Cervical dystonia (torticollis). A cervical lesion to the nerve roots of CN XI can result in cervical dystonia or torticollis. Patients who are receiving antipsychotic medications and develop cervical dystonia should be evaluated for lower motor neuron nerve root compression of CN XI at the cervical level in a differential diagnosis, which also involves the more obvious and common cause of cervical dystonia—central involvement of the motor pathways at the level of the basal ganglia resulting in tardive dystonia.[32]

CN XII: Hypoglossal Nerve

Like CN XI, CN XII is also almost entirely a motor nerve. CN XII supplies the tongue muscles.
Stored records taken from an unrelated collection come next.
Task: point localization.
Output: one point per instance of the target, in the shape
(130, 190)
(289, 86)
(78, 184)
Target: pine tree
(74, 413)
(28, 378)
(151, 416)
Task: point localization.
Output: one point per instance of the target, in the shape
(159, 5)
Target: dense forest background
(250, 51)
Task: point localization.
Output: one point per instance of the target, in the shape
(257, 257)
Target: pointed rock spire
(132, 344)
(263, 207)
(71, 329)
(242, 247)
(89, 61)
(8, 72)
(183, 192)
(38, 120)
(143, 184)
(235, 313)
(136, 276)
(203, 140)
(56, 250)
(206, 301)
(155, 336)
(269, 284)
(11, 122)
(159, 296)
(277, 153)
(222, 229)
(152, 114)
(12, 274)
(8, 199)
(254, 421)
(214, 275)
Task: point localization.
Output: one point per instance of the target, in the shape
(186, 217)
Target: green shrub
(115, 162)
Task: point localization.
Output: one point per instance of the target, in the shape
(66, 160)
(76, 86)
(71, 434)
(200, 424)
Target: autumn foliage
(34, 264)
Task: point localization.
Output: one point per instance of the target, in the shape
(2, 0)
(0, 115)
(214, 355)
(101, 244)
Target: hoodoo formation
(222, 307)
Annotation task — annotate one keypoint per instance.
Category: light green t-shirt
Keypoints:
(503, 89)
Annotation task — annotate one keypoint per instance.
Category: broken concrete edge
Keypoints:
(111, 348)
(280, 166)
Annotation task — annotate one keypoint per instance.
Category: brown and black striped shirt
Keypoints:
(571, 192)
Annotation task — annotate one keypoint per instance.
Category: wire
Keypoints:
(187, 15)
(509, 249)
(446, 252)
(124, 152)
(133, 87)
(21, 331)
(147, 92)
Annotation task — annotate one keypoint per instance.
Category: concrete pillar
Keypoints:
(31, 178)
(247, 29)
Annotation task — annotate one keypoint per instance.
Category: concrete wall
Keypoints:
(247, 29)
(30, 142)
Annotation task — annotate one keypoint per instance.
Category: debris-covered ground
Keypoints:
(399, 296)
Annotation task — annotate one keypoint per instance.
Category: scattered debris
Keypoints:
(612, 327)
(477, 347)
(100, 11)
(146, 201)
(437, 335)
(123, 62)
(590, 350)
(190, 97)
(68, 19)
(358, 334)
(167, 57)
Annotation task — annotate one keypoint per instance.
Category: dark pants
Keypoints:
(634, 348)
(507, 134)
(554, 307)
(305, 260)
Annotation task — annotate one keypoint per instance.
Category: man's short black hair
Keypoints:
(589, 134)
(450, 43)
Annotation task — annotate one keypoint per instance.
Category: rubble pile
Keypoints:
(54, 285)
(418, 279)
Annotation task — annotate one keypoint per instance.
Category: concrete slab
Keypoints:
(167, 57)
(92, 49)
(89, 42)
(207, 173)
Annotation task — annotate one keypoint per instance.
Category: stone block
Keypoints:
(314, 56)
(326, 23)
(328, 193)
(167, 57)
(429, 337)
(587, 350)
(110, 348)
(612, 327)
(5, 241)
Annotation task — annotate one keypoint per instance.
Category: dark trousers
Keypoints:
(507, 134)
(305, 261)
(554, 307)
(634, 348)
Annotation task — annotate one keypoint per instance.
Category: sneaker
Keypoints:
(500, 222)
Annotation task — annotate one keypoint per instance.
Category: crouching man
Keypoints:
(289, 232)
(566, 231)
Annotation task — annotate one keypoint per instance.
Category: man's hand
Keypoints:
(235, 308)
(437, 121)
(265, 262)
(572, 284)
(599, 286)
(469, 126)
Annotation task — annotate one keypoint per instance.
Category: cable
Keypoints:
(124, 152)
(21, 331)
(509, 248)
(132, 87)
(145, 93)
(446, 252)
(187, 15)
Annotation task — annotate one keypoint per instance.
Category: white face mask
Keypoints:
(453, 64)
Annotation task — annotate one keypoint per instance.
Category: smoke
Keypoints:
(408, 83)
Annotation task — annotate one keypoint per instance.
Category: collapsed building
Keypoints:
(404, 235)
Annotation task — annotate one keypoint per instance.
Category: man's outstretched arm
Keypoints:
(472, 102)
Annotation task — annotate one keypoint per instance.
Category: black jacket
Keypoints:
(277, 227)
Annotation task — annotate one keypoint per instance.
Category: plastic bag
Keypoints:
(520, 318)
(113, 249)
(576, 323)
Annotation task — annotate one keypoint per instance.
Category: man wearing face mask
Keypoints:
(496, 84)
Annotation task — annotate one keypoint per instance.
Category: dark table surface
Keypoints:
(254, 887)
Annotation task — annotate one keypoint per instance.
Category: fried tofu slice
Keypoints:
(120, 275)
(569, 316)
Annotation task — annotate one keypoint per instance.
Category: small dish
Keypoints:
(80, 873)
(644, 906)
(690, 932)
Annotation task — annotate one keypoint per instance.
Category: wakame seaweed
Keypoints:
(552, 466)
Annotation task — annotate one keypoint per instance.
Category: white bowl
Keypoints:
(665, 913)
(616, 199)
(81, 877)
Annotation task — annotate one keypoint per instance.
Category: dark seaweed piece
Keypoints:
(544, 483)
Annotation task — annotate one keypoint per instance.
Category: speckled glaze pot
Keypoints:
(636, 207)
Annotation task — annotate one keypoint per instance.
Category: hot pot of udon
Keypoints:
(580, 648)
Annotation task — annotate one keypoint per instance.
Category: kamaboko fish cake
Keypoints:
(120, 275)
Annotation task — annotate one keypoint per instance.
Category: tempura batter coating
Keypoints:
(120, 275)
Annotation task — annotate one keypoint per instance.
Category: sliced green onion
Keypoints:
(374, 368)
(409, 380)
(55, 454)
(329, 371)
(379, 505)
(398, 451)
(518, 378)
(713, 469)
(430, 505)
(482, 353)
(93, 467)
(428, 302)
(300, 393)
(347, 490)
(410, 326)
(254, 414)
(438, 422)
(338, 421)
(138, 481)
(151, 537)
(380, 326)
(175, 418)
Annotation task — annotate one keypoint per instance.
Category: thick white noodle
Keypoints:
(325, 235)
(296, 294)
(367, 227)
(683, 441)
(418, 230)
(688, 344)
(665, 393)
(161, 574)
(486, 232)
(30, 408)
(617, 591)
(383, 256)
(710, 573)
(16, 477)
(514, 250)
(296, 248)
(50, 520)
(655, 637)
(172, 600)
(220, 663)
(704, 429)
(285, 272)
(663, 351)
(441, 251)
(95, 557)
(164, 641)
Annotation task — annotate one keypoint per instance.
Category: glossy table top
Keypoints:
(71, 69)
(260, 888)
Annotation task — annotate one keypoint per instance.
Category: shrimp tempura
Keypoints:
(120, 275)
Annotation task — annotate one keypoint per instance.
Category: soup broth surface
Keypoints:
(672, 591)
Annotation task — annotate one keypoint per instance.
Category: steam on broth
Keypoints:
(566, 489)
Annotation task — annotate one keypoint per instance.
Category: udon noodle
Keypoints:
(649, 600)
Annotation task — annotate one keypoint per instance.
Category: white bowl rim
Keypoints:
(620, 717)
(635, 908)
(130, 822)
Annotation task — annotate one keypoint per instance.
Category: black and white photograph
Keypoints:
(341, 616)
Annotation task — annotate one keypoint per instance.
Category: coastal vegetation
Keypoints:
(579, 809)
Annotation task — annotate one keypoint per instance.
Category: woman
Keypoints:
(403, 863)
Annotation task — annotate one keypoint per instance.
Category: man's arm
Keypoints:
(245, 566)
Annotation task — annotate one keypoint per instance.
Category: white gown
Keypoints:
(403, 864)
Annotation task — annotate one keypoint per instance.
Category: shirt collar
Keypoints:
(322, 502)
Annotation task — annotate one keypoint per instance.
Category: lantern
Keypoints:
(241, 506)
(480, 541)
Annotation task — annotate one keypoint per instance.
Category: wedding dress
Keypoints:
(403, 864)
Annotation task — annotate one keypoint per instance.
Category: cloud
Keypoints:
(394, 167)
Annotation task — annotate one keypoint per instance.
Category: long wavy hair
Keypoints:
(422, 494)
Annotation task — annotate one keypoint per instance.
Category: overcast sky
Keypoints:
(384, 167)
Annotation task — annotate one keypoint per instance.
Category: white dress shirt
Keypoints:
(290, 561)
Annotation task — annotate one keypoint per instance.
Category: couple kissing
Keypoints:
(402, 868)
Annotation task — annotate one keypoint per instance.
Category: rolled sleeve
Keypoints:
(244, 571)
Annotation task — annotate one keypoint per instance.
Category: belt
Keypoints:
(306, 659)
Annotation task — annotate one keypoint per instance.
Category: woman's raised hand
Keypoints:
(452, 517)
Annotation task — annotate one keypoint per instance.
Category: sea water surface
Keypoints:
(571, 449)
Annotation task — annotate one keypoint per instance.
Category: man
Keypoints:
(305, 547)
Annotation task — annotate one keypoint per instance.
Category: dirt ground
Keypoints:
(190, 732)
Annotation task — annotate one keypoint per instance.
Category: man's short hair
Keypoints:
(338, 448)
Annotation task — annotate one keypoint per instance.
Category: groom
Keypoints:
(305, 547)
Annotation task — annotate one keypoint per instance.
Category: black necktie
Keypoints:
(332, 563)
Anatomy. The nuclei of CN XII is more dorsal and medial in the medulla than the other CNs in the medulla. Supranuclear innervation is mainly from the contralateral cortex and descends in the corticobulbar tract. The fibers leave the medulla and pass through the hypoglossal canal. CN XII leaves the skull through the hypoglossal foramen, which is different than the previous three CNs. The CN XI is somewhat bilaterally innervated at the upper motor neuron level, but with more input from the contralateral hemisphere. Unilateral upper motor neuron lesions result in mild contralateral weakness of the tongue. Interruption of the nerve at the lower motor neuron on one side causes complete paralysis of that side of the tongue. The tongue will curve slightly to the healthy side when lying inactive and deviate to the affected side upon protrusion because it has lost the strength to resist the push to that side. The denervated side becomes wrinkled and atrophied. CN XII involvement is seen with many of the peripheral lesions that affect the spinal accessory nerve because they are anatomically close at that level.[33]

Metastases. Unilateral 12th nerve palsy (CN XII) is one of the more common cranial mononeuropathies caused from brain metastases.

Pseudobulbar palsy. Bilateral supranuclear lesions of CN XII that are seen in pseudobulbar palsy produce moderate-to-severe inability of the tongue to function.

Amyotrophic lateral sclerosis (ALS). As one might expect, bulbar onset of ALS is more likely to affect the tongue than is limb onset. ALS has features of both upper and lower motor neuron damage. Some patients will also display upper motor neuron involvement of the hypoglossal nerve, and if this is the sole manifestation it is referred to as pseudobulbar palsy. A smaller group of ALS patients will present initially with lower motor neuron damage, with primary bulbar involvement. Such patients will show evidence of tongue weakness, atrophy, and fasciculations. This is referred to as bulbar palsy.

Summary

Many of us have not necessarily spent much time reflecting on the significance of cranial nerves IX, X, XI, XII within the field of psychiatry (and perhaps before reading this article, no time at all!). However, in addition to other less familiar disorders, these four cranial nerves and their signs can be involved in a number of conditions that are commonly seen by the Psychiatrist, and also a few rare ones that now might occur to us in a differential diagnosis.